Nas últimas décadas têm surgido no cenário acadêmico novas idéias, novas formas de perceber o texto literário. Se bem que algumas dessas idéias, conforme já observado, não se dirijam unicamente ao trato com a literatura. Dentre elas, destacam-se a estética da recepção, os estudos comparativos e a teoria da complexidade do sociólogo francês Edgar Morin. A título de ilustração, vejamos o que diz Morin(1997)12 sobre literatura, numa perspectiva de ensino da disciplina:

“A literatura é um mundo aberto ao mesmo tempo às múltiplas reflexões sobre a história do mundo, sobre as ciências naturais, sobre as ciências sociológicas, sobre a antropologia cultural, sobre os princípios éticos, sobre política, economia, ecologia... Tudo depende de uma seleção inteligente das obras. (...) O objetivo maior das discussões sobre os novos caminhos da Educação não é a preparação dos programas de ensino, mas a separação daquilo que é considerado como saberes essenciais e evitar o empilhamento dos conhecimentos”. (grifos do autor)

A ênfase no leitor, como preconiza a estética da recepção, o estudo comparativo da literatura e a perspectiva interdisciplinar, ou mesmo transdisciplinar, como sugere Morin, são ainda “ensaios”, tentativas metodológicas em nossas salas de aula, dificultando, neste artigo, uma análise dessas novas investidas teóricas no ensino de literatura.

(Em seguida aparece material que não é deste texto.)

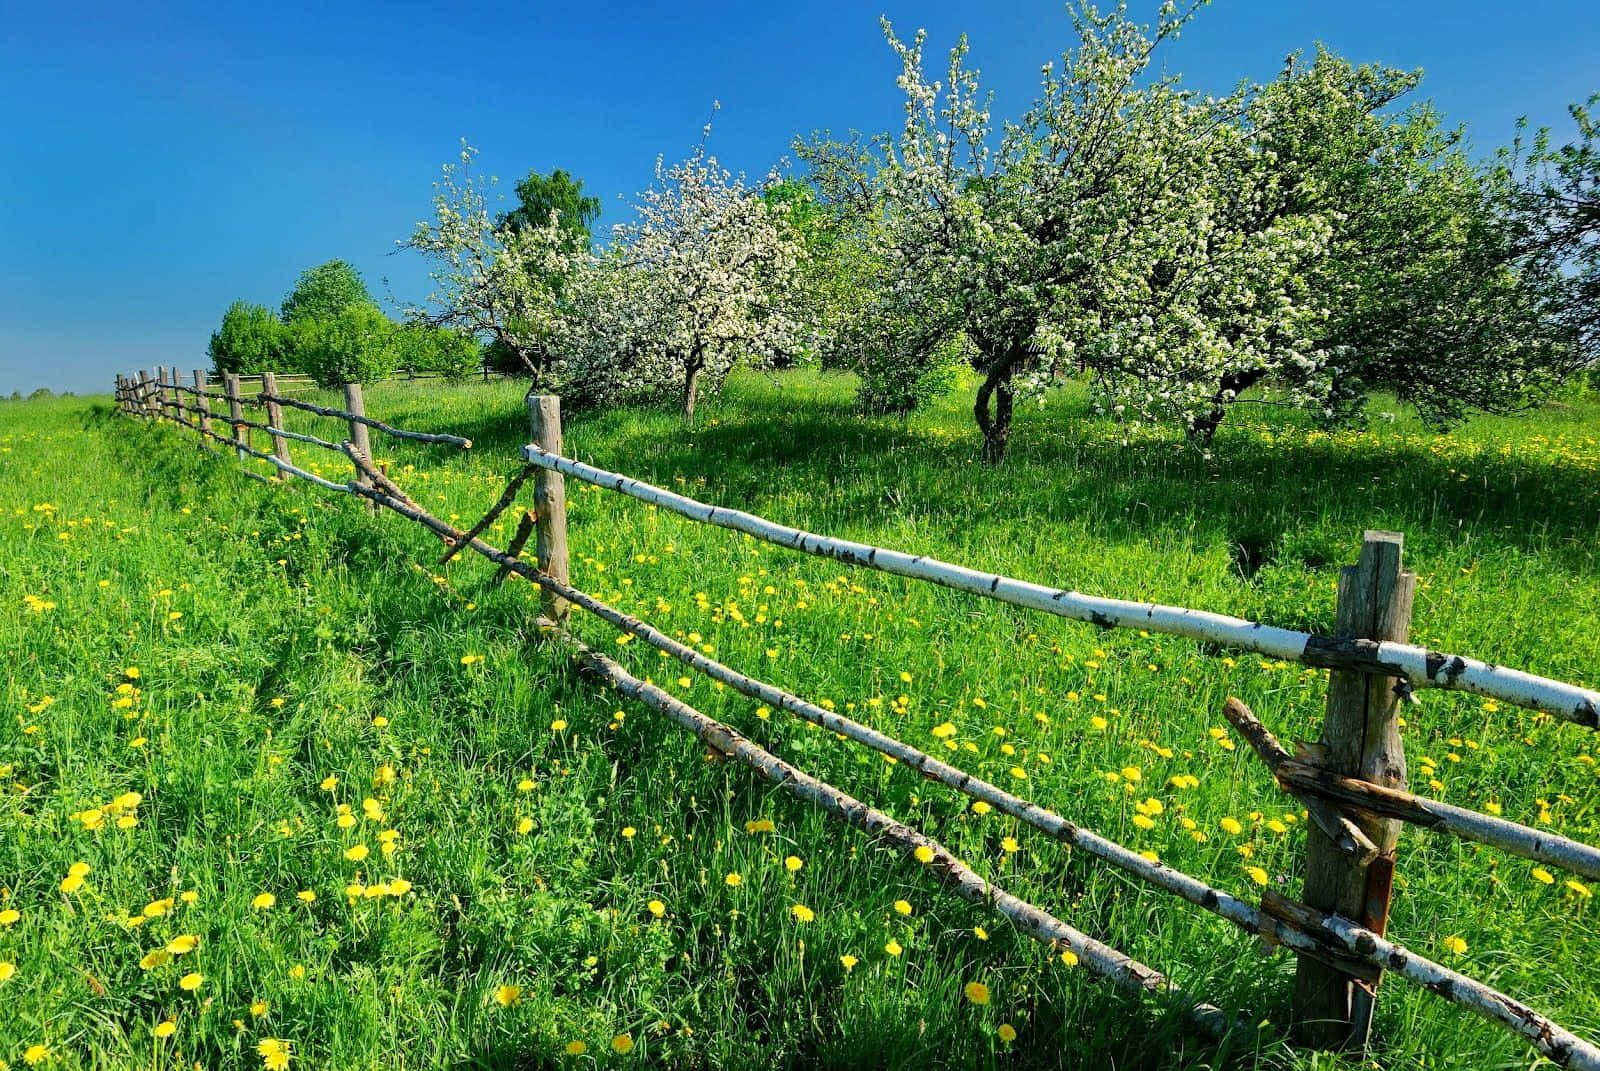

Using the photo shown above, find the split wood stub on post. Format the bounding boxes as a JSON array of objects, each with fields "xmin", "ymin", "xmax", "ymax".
[
  {"xmin": 527, "ymin": 395, "xmax": 570, "ymax": 625},
  {"xmin": 1291, "ymin": 531, "xmax": 1415, "ymax": 1050}
]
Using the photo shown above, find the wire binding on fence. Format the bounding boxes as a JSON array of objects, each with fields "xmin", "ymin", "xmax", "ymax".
[{"xmin": 519, "ymin": 444, "xmax": 1600, "ymax": 729}]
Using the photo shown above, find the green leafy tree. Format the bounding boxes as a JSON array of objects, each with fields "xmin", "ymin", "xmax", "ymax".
[
  {"xmin": 288, "ymin": 303, "xmax": 399, "ymax": 387},
  {"xmin": 281, "ymin": 260, "xmax": 374, "ymax": 324},
  {"xmin": 1509, "ymin": 94, "xmax": 1600, "ymax": 382},
  {"xmin": 394, "ymin": 322, "xmax": 479, "ymax": 378},
  {"xmin": 208, "ymin": 301, "xmax": 289, "ymax": 375},
  {"xmin": 500, "ymin": 168, "xmax": 601, "ymax": 243}
]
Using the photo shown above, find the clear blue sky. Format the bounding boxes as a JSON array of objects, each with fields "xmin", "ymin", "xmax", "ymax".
[{"xmin": 2, "ymin": 1, "xmax": 1595, "ymax": 396}]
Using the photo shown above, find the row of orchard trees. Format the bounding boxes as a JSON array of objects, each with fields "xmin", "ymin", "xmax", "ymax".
[
  {"xmin": 378, "ymin": 5, "xmax": 1598, "ymax": 460},
  {"xmin": 207, "ymin": 261, "xmax": 477, "ymax": 386}
]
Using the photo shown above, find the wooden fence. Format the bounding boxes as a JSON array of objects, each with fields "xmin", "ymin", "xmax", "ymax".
[{"xmin": 111, "ymin": 370, "xmax": 1600, "ymax": 1069}]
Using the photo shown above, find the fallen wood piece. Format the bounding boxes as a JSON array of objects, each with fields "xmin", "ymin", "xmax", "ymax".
[
  {"xmin": 261, "ymin": 392, "xmax": 472, "ymax": 448},
  {"xmin": 1226, "ymin": 700, "xmax": 1600, "ymax": 882},
  {"xmin": 1222, "ymin": 698, "xmax": 1379, "ymax": 863},
  {"xmin": 440, "ymin": 464, "xmax": 535, "ymax": 565},
  {"xmin": 519, "ymin": 445, "xmax": 1600, "ymax": 729},
  {"xmin": 544, "ymin": 622, "xmax": 1236, "ymax": 1040}
]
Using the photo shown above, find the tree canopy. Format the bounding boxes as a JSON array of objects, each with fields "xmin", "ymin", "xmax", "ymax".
[{"xmin": 281, "ymin": 259, "xmax": 375, "ymax": 324}]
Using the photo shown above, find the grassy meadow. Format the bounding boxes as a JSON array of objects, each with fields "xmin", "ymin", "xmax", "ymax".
[{"xmin": 2, "ymin": 370, "xmax": 1598, "ymax": 1070}]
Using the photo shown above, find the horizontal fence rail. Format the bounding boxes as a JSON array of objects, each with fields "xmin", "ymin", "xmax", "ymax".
[
  {"xmin": 520, "ymin": 444, "xmax": 1600, "ymax": 730},
  {"xmin": 110, "ymin": 377, "xmax": 1600, "ymax": 1068}
]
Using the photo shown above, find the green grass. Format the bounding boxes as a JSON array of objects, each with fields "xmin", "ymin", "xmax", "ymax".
[{"xmin": 2, "ymin": 371, "xmax": 1597, "ymax": 1070}]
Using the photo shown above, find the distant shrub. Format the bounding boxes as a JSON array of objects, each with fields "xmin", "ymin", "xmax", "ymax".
[
  {"xmin": 394, "ymin": 322, "xmax": 478, "ymax": 379},
  {"xmin": 287, "ymin": 303, "xmax": 399, "ymax": 387},
  {"xmin": 209, "ymin": 301, "xmax": 290, "ymax": 375}
]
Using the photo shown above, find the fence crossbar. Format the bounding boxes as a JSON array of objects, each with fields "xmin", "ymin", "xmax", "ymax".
[
  {"xmin": 351, "ymin": 454, "xmax": 1600, "ymax": 1070},
  {"xmin": 519, "ymin": 444, "xmax": 1600, "ymax": 730},
  {"xmin": 1224, "ymin": 699, "xmax": 1600, "ymax": 882},
  {"xmin": 260, "ymin": 392, "xmax": 472, "ymax": 448}
]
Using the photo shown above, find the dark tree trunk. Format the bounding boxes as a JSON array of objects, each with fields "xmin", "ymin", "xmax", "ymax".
[
  {"xmin": 684, "ymin": 360, "xmax": 702, "ymax": 425},
  {"xmin": 1189, "ymin": 368, "xmax": 1269, "ymax": 445},
  {"xmin": 975, "ymin": 357, "xmax": 1018, "ymax": 464}
]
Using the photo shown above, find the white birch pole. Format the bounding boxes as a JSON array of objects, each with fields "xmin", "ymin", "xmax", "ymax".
[{"xmin": 520, "ymin": 445, "xmax": 1600, "ymax": 729}]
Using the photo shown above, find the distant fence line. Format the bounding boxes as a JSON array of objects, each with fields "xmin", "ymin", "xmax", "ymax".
[{"xmin": 112, "ymin": 366, "xmax": 1600, "ymax": 1069}]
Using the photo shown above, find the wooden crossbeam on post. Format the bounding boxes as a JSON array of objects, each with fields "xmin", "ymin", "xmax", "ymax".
[
  {"xmin": 1291, "ymin": 531, "xmax": 1415, "ymax": 1051},
  {"xmin": 260, "ymin": 372, "xmax": 292, "ymax": 478},
  {"xmin": 343, "ymin": 382, "xmax": 376, "ymax": 512},
  {"xmin": 163, "ymin": 367, "xmax": 181, "ymax": 423},
  {"xmin": 527, "ymin": 395, "xmax": 569, "ymax": 625}
]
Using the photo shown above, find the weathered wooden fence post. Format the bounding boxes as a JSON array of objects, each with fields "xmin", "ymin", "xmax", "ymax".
[
  {"xmin": 527, "ymin": 394, "xmax": 570, "ymax": 625},
  {"xmin": 260, "ymin": 371, "xmax": 292, "ymax": 478},
  {"xmin": 162, "ymin": 367, "xmax": 181, "ymax": 424},
  {"xmin": 1292, "ymin": 530, "xmax": 1415, "ymax": 1051},
  {"xmin": 224, "ymin": 373, "xmax": 248, "ymax": 461},
  {"xmin": 136, "ymin": 370, "xmax": 154, "ymax": 419},
  {"xmin": 191, "ymin": 370, "xmax": 213, "ymax": 450},
  {"xmin": 343, "ymin": 381, "xmax": 375, "ymax": 509},
  {"xmin": 113, "ymin": 375, "xmax": 125, "ymax": 413}
]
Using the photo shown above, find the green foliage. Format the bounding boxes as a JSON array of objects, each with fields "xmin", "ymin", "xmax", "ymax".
[
  {"xmin": 855, "ymin": 332, "xmax": 967, "ymax": 415},
  {"xmin": 3, "ymin": 373, "xmax": 1599, "ymax": 1068},
  {"xmin": 280, "ymin": 259, "xmax": 374, "ymax": 324},
  {"xmin": 500, "ymin": 168, "xmax": 601, "ymax": 246},
  {"xmin": 393, "ymin": 321, "xmax": 478, "ymax": 379},
  {"xmin": 1510, "ymin": 94, "xmax": 1600, "ymax": 384},
  {"xmin": 286, "ymin": 303, "xmax": 398, "ymax": 387},
  {"xmin": 208, "ymin": 301, "xmax": 289, "ymax": 375}
]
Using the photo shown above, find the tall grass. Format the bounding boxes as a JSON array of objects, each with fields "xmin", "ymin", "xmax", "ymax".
[{"xmin": 1, "ymin": 373, "xmax": 1596, "ymax": 1069}]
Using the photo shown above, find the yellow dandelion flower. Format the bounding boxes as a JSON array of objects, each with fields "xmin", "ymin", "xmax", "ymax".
[
  {"xmin": 1532, "ymin": 868, "xmax": 1555, "ymax": 885},
  {"xmin": 25, "ymin": 1044, "xmax": 50, "ymax": 1065},
  {"xmin": 791, "ymin": 904, "xmax": 815, "ymax": 922},
  {"xmin": 1001, "ymin": 837, "xmax": 1020, "ymax": 853},
  {"xmin": 251, "ymin": 1000, "xmax": 269, "ymax": 1017},
  {"xmin": 974, "ymin": 926, "xmax": 988, "ymax": 941},
  {"xmin": 971, "ymin": 801, "xmax": 991, "ymax": 815},
  {"xmin": 963, "ymin": 980, "xmax": 990, "ymax": 1005},
  {"xmin": 1219, "ymin": 817, "xmax": 1244, "ymax": 836},
  {"xmin": 725, "ymin": 873, "xmax": 743, "ymax": 887},
  {"xmin": 1245, "ymin": 866, "xmax": 1270, "ymax": 886},
  {"xmin": 1442, "ymin": 935, "xmax": 1468, "ymax": 955},
  {"xmin": 297, "ymin": 890, "xmax": 316, "ymax": 903},
  {"xmin": 153, "ymin": 1018, "xmax": 177, "ymax": 1038},
  {"xmin": 1060, "ymin": 948, "xmax": 1079, "ymax": 967},
  {"xmin": 1009, "ymin": 767, "xmax": 1027, "ymax": 781},
  {"xmin": 893, "ymin": 899, "xmax": 912, "ymax": 916},
  {"xmin": 252, "ymin": 892, "xmax": 276, "ymax": 910},
  {"xmin": 0, "ymin": 961, "xmax": 17, "ymax": 982},
  {"xmin": 998, "ymin": 1023, "xmax": 1017, "ymax": 1043},
  {"xmin": 179, "ymin": 971, "xmax": 203, "ymax": 991},
  {"xmin": 494, "ymin": 984, "xmax": 521, "ymax": 1007},
  {"xmin": 914, "ymin": 845, "xmax": 935, "ymax": 864},
  {"xmin": 0, "ymin": 908, "xmax": 19, "ymax": 926},
  {"xmin": 840, "ymin": 954, "xmax": 858, "ymax": 972},
  {"xmin": 550, "ymin": 719, "xmax": 567, "ymax": 732},
  {"xmin": 387, "ymin": 878, "xmax": 413, "ymax": 896},
  {"xmin": 345, "ymin": 844, "xmax": 370, "ymax": 862},
  {"xmin": 1132, "ymin": 814, "xmax": 1156, "ymax": 831},
  {"xmin": 884, "ymin": 939, "xmax": 903, "ymax": 957},
  {"xmin": 166, "ymin": 935, "xmax": 198, "ymax": 955},
  {"xmin": 611, "ymin": 1034, "xmax": 634, "ymax": 1054},
  {"xmin": 648, "ymin": 900, "xmax": 666, "ymax": 918},
  {"xmin": 565, "ymin": 1041, "xmax": 587, "ymax": 1055},
  {"xmin": 1567, "ymin": 879, "xmax": 1592, "ymax": 898},
  {"xmin": 139, "ymin": 950, "xmax": 170, "ymax": 970}
]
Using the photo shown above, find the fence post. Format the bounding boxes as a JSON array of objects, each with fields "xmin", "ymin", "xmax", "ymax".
[
  {"xmin": 260, "ymin": 371, "xmax": 292, "ymax": 478},
  {"xmin": 114, "ymin": 375, "xmax": 125, "ymax": 413},
  {"xmin": 136, "ymin": 370, "xmax": 153, "ymax": 418},
  {"xmin": 191, "ymin": 370, "xmax": 213, "ymax": 450},
  {"xmin": 527, "ymin": 395, "xmax": 570, "ymax": 625},
  {"xmin": 224, "ymin": 373, "xmax": 248, "ymax": 461},
  {"xmin": 1292, "ymin": 530, "xmax": 1415, "ymax": 1051},
  {"xmin": 343, "ymin": 381, "xmax": 375, "ymax": 510}
]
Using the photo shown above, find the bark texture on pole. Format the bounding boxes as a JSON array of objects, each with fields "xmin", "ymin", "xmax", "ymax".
[
  {"xmin": 224, "ymin": 374, "xmax": 248, "ymax": 461},
  {"xmin": 343, "ymin": 382, "xmax": 375, "ymax": 511},
  {"xmin": 527, "ymin": 396, "xmax": 569, "ymax": 625},
  {"xmin": 520, "ymin": 444, "xmax": 1600, "ymax": 726},
  {"xmin": 1292, "ymin": 532, "xmax": 1414, "ymax": 1050},
  {"xmin": 191, "ymin": 370, "xmax": 214, "ymax": 451},
  {"xmin": 259, "ymin": 372, "xmax": 292, "ymax": 478}
]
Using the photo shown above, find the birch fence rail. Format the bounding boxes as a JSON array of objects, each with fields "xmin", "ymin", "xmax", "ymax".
[{"xmin": 111, "ymin": 367, "xmax": 1600, "ymax": 1069}]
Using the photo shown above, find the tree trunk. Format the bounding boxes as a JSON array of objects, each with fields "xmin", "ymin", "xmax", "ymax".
[
  {"xmin": 684, "ymin": 360, "xmax": 701, "ymax": 425},
  {"xmin": 1190, "ymin": 368, "xmax": 1269, "ymax": 444},
  {"xmin": 975, "ymin": 356, "xmax": 1017, "ymax": 464}
]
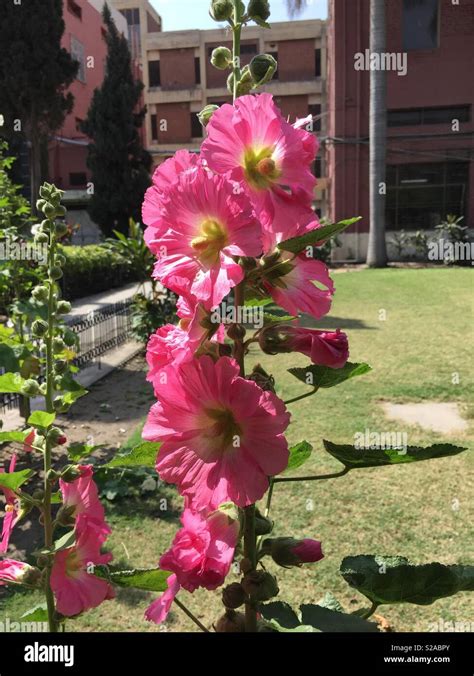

No nosso modo de ver, diga-se de passagem, esse novo ideário teórico está quase que totalmente restrito ao espaço universitário, mais especificamente nos cursos de Letras. Parece-nos que o ensino médio – universo maior do ensino de literatura -, bem como o ensino fundamental, ainda desconhecem as novidades.

Referências bibliográficas

BAKHTIN, Mikhail. “Os estudos literários hoje”. In:

_______Estética da criação verbal. 3 ed., São Paulo:

Martins Fontes, 2000.

CANDIDO, Antonio. A educação pela noite e outros ensaios.

São Paulo: Ática, 1987.

GONÇALVES FILHO, Antenor Antônio. Educação e literatura.Rio de Janeiro: DP&A Editora, 2000.

LAJOLO, Marisa. Do mundo da leitura para a leitura do mundo.

6 ed., São Paulo: Ática, 2001.

LEAHY-DIOS, Cyana. Língua e literatura: uma questão de educação?. Campinas: Papirus, 2001.

MORIN, Edgar. Meus demônios. Rio de Janeiro: Bertrand Brasil, 1997.

PORCHER, Louis. Educação artística: luxo ou necessidade?. 5 ed., São Paulo: Summus Editorial, 1982.

SOUZA, Roberto Acízelo de. Teoria da literatura. 4 ed., São Paulo: Ática, 1991.

SCHWARZ, Roberto. Que horas são?. São Paulo: Companhia das Letras, 1989.